The economist and the preacher

March 27, 2024

There exists in every human breast an inevitable state of tension between the aggressive and acquisitive instincts and the instincts of benevolence and self-sacrifice. It is for the preacher, lay or clerical, to inculcate the duty of subordinating the former to the latter. It is the humbler, and often invidious, role of the economist to help, so far as he can, in reducing the preacher’s task to manageable dimensions. It is his function to emit a warning bark if he sees courses of action being advocated or pursued which will increase unnecessarily the inevitable tension between self-interest and public duty; and to wag his tail in approval of courses of action which will tend to keep the tension low and tolerable.

That’s Dennis Robertson, in a much-cited passage that I (like I assume many people) first read in ‘The Calculus of Consent’.  I think this is a fantastic passage, which really sums up a lot of what’s good and important about economics as a social science.  ‘Homo economicus’ – that rationally self-interested meagre shadow of a vision of the human animal – provides a salutary check against institutional structures that rely too heavily on non-self-interested behaviour from their inhabitants.

But what about the “preacher” side of this quote?  Do we have nothing to say about the behaviours of the human animal that break with ‘homo economicus’?  Isn’t there a danger that, in neglecting other elements of human behaviour, economists’ proposals and analyses will miss essential components of even those “incentive-compatible” institutions which rely for their primary motive force on rational self-interest?

I think the three-tiered analysis of the motive structures of human behaviour that I’ve recently been outlining goes some way towards addressing this category of worry.  On that approach, the ‘homo economicus’ framework resides on the ‘middle’ of the three analytic tiers: straightforward individual-level preference functions.  But ‘above’ and ‘below’ this level of analysis are two additional analytic tiers, which can greatly complicate our understanding of the motive structure of the human animal.  At the ‘social’ level, there is the desire to enjoy the approbation and escape the disapprobation of one’s peers.  And at the ‘sub-individual’ level there are the potentially conflictual subcomponents of the psyche, as (for example) analysed by Freud.

Because this three-tiered analysis can, if we wish, be articulated in rational choice terms, this approach does not necessarily take us outside the space of the economist’s analytic toolkit.  Specifically, it keeps us within the domain of one of the discipline’s central analytic principles: people respond to incentives.  When we move between analytic tiers, we are shifting our focus from one category of incentive to another – but we are still working within a framework that can be understood in incentive-compatibility terms.

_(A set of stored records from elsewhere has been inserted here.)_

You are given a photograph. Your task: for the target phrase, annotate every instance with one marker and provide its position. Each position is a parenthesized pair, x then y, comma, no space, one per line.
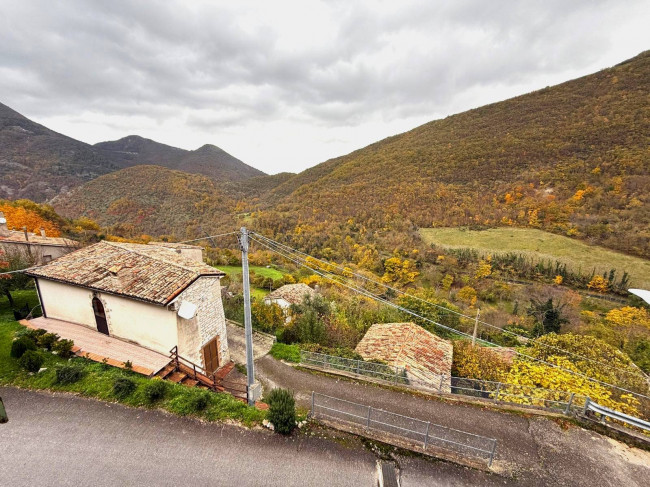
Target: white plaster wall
(205,293)
(67,303)
(149,325)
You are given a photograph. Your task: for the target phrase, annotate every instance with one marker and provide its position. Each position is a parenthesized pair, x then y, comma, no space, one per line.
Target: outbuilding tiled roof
(292,293)
(144,272)
(424,355)
(35,239)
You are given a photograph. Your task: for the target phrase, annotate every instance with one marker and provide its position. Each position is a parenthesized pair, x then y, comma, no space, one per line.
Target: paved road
(536,450)
(66,440)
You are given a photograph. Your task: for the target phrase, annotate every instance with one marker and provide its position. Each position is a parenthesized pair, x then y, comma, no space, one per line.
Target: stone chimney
(4,230)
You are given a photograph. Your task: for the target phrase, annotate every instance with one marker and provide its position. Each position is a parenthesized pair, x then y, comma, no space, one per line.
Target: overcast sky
(286,85)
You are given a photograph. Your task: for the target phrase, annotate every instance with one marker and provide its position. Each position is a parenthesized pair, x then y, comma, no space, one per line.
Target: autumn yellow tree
(19,217)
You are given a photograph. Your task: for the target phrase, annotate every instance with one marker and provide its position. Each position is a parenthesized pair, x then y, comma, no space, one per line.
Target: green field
(233,270)
(543,245)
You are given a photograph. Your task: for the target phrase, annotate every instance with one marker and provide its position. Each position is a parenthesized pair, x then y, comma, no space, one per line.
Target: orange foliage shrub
(18,217)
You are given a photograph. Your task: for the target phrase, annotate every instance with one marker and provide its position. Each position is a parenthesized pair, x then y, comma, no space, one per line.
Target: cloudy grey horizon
(286,85)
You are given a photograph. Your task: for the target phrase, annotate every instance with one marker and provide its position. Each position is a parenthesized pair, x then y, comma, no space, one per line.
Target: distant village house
(37,248)
(425,356)
(151,295)
(289,294)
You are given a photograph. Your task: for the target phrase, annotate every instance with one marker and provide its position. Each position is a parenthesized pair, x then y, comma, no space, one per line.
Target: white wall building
(150,295)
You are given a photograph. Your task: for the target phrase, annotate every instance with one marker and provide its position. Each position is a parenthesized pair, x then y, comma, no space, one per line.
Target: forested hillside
(572,159)
(208,160)
(152,200)
(38,163)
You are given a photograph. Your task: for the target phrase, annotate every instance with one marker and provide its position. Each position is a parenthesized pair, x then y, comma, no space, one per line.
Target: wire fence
(423,435)
(521,395)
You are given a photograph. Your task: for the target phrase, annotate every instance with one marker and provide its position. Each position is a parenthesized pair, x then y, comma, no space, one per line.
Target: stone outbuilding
(37,248)
(153,296)
(425,356)
(289,294)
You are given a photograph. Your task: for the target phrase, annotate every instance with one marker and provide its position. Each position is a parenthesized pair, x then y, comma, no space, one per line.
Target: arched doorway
(100,316)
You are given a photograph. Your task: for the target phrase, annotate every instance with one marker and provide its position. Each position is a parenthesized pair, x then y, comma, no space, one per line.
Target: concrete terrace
(97,346)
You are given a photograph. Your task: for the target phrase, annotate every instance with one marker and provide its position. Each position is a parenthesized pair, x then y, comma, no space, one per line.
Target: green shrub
(68,374)
(200,401)
(31,361)
(282,410)
(20,346)
(47,340)
(282,351)
(123,387)
(155,390)
(63,348)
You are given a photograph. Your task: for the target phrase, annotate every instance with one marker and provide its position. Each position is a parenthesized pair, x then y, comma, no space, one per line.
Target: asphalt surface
(65,440)
(531,449)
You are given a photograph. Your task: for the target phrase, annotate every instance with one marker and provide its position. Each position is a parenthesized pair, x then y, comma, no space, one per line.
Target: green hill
(571,159)
(538,244)
(152,200)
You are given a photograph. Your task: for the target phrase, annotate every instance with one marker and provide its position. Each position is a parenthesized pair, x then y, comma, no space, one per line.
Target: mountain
(149,199)
(572,159)
(208,160)
(38,163)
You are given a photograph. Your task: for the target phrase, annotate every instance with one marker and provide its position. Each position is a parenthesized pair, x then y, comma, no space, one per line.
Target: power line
(207,237)
(635,373)
(408,311)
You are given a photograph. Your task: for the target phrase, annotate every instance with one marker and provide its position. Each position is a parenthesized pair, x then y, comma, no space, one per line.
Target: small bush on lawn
(282,410)
(31,361)
(68,374)
(63,348)
(200,401)
(154,390)
(123,387)
(47,340)
(20,346)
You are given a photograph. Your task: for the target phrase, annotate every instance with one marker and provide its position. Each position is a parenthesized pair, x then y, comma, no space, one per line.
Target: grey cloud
(158,58)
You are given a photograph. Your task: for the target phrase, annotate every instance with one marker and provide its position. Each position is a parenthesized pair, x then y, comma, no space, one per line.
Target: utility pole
(253,389)
(478,313)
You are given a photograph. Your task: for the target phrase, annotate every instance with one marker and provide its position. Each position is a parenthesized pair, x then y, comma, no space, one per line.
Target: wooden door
(100,316)
(211,355)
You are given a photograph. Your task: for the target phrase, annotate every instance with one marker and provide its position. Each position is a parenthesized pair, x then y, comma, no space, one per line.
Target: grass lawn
(543,245)
(98,379)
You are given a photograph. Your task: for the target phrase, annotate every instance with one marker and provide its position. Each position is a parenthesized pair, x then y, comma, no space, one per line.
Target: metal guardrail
(611,414)
(431,435)
(521,395)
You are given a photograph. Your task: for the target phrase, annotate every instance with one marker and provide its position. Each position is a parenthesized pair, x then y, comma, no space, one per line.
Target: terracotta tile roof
(35,239)
(143,272)
(424,355)
(174,245)
(292,293)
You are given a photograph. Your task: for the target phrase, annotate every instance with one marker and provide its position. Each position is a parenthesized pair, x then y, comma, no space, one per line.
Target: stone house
(425,356)
(37,248)
(153,296)
(194,252)
(289,294)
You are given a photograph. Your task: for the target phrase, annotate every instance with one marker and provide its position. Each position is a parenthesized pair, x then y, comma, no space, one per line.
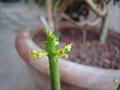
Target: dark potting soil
(90,52)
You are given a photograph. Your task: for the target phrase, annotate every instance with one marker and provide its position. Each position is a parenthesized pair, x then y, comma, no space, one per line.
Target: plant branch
(49,12)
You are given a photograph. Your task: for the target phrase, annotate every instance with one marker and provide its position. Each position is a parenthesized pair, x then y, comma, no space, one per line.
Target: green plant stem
(53,64)
(118,88)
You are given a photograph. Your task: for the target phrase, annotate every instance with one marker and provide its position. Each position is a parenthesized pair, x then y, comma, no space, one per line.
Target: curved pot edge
(70,72)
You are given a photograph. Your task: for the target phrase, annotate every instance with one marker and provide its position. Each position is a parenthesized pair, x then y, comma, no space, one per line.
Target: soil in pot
(91,52)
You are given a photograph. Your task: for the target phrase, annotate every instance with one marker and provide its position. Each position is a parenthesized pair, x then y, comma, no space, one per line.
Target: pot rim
(70,72)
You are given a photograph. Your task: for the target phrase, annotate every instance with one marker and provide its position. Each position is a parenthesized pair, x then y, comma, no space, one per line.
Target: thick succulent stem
(53,64)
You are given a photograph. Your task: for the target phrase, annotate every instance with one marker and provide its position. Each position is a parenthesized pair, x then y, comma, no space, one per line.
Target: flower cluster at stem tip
(59,52)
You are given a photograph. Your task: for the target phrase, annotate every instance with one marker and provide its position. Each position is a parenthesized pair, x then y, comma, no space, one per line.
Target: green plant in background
(53,54)
(118,82)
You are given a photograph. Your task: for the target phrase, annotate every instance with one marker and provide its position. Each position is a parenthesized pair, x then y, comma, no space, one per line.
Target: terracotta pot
(73,76)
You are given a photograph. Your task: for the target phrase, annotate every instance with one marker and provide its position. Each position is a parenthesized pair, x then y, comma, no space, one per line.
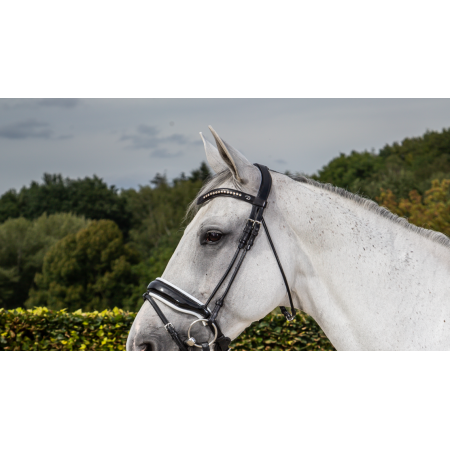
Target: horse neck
(369,282)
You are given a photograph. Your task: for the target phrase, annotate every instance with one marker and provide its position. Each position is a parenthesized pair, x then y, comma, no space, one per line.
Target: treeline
(400,167)
(81,244)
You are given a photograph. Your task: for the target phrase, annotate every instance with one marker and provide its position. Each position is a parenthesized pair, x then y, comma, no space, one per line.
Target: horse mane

This in turn allows us to think about what “the task of the preacher” amounts to, at least from this perspective.  In terms of the social level of analysis, the task of the ‘preacher’ is to institute a culture of moral approbation and disapprobation that itself incentives the “right” behaviour.  And I think this is a pretty useful (albeit, yes, perhaps slightly crass or reductionist) way to think about ethical communities.  It’s not the case (contra some cynics) that people only behave well because they fear the negative judgements of their peers, but the negative (and positive) judgements of peers clearly do function as a substantial set of incentives in shaping behaviour – a community that rewards good behaviour with approbation and bad behaviour with disapprobation will tend to encourage more good and less bad behaviour than a community of which the reverse is true.  (Of course, what counts as ‘good’ and ‘bad’ behaviour is a vastly contentious matter, but that’s not the point here.)

What about the ‘sub-individual’ level – the level of the internal subcomponents and dynamics of the individual psyche?  Here, too, we can think in terms of incentives: the interaction of the different subcomponents of the psyche involves internal praise and blame, internal gratifications and distress.  Here, too, then, we can think (perhaps with a little straining of terminology) in terms of the construction of an ‘incentive structure’ – the internal incentive structure of the psyche’s gratifications.  And the formation of this internal ‘incentive structure’ is another way of thinking about the formation of character.  (More on this, hopefully, soon.)

So if we want to we can extend the concept of ‘incentive compatibility’ to character-formation and the ethical dynamics of a community.  Of course, we need to keep straight which sense of ‘incentive compatibility’ we’re talking about – and we need to remember that this is just one way of thinking about these phenomena, and not invariably the most productive one.  Still, I find it helpful.  Thinking about things in this way also allows us to retain (what I regard as) the core insight of the Robertson quote, without committing ourselves to all the baggage that comes with a generative distinction between aggressive/acquisitive versus benevolent/self-sacrificing instincts within the human psyche.  Rather, that distinction can be folded into and generated out of a larger story about the moral economy of our motives and behaviour.